A LONG-AWAITED report recommends major surgery for Australia's health system, but stops short of recommending a full federal takeover of the states' hospitals.
The final version of the 300-page National Health and Hospitals Reform Commission report will be released by Prime Minister Kevin Rudd in Canberra on Monday.
News Limited newspapers said the report lists initiatives including:
- standalone elective surgery hospitals to help cut hospital waiting lists;
- a proposal to compel the elderly to sell their homes to secure a nursing home bed;
- a subsidised dental care scheme;
- an onsite nurse for every school to encourage children to eat well and exercise; and,
- 12 targets under which every Australian should get an ambulance within 15 minutes, a GP appointment within two days, and elective surgery within three months.
The report has called for a 15 per cent increase in the number of public hospital beds in Australia but has not called on the commonwealth to take over state health responsibilities, News Limited said.
But it has suggested the federal government might need to fully fund public health services.
Fairfax newspapers said the report claimed that hospital errors in Australia cost 4,550 lives a year.
The commission's report found safety issues, the availability of hospital beds, waiting times and inefficiencies as areas that need to improve.
Halving "adverse events" such as hospital-borne infections, medication mix-ups, drug side effects and patient falls would save the system $1 billion a year, according to Fairfax.
Mr Rudd has warned the states and territories that a takeover was still on his government's agenda if they did not cooperate with a national reform plan.
"We leave open the option of going to a referendum to seek a mandate from the people," he told reporters in Melbourne on Sunday.
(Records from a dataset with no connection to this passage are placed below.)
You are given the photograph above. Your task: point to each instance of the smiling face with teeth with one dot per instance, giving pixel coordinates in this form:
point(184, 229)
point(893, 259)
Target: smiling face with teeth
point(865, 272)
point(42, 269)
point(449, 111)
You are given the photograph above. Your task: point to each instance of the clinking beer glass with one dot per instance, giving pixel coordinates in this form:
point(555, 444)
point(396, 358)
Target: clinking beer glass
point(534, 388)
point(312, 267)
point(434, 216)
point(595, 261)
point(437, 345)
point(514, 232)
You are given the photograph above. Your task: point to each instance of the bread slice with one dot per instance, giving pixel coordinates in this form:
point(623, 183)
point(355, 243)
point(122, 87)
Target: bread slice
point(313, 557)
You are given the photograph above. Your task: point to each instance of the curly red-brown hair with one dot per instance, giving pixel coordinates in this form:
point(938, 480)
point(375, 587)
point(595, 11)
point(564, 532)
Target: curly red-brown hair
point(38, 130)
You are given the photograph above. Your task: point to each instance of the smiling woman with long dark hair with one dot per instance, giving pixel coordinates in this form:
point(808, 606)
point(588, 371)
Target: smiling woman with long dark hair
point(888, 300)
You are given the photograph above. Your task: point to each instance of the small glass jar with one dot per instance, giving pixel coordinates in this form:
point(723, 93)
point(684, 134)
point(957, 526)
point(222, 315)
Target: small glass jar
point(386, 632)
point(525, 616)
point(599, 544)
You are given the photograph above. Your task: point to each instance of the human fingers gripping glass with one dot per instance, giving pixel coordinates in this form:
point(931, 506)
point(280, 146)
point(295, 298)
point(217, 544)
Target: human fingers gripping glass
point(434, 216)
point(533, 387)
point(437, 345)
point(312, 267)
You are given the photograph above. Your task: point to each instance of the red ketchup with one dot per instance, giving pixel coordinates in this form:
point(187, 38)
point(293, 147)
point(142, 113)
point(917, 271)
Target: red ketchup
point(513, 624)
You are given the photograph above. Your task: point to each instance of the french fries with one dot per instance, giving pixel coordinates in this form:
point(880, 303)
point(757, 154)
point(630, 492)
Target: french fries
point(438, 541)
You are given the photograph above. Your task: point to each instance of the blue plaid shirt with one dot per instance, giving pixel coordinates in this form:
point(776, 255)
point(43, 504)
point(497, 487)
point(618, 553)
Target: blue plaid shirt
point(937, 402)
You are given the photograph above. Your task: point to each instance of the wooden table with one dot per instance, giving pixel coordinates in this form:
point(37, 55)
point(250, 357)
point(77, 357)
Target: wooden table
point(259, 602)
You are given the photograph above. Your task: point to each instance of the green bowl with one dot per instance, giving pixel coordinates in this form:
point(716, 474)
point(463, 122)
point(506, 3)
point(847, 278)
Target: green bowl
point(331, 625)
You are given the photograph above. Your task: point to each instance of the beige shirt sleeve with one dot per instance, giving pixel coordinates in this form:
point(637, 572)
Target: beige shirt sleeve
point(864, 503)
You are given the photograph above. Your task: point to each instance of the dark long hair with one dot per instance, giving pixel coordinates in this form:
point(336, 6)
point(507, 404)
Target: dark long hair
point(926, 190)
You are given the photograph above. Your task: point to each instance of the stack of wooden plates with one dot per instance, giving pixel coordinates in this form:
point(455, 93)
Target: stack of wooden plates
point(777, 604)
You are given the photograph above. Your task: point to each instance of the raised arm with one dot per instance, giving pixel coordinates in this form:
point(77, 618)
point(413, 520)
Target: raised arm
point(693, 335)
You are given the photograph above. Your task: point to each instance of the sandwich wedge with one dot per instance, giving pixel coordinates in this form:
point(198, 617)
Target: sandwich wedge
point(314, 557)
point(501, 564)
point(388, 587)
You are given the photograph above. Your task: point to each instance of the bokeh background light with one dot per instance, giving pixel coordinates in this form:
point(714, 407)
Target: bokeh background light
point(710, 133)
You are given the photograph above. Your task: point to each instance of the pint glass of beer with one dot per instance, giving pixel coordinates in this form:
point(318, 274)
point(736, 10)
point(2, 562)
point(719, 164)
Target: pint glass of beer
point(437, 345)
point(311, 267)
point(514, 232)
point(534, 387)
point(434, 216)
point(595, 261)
The government previously had set the states and territories an end of June 2009 deadline to improve the performance of public hospitals, leading to suggestions it had gone cold on the idea of a takeover.
Mr Rudd said the government was standing by its original undertaking.
"That is what we said. We intend to roll up our sleeves and get on with the job."
Health Minister Nicola Roxon says the report proposes some "very innovative solutions" to reform the nation's public hospital system.
"We're excited about that," she told ABC Radio on Monday, adding the system can't "just be patched-up".
"The report makes absolutely clear that we have to reform the system to deliver better outcomes to patients," Ms Roxon said.
Wholesale reform of the system, and not a bandaid response, was needed, Ms Roxon said.
"The time for reform is now, we are up to that task."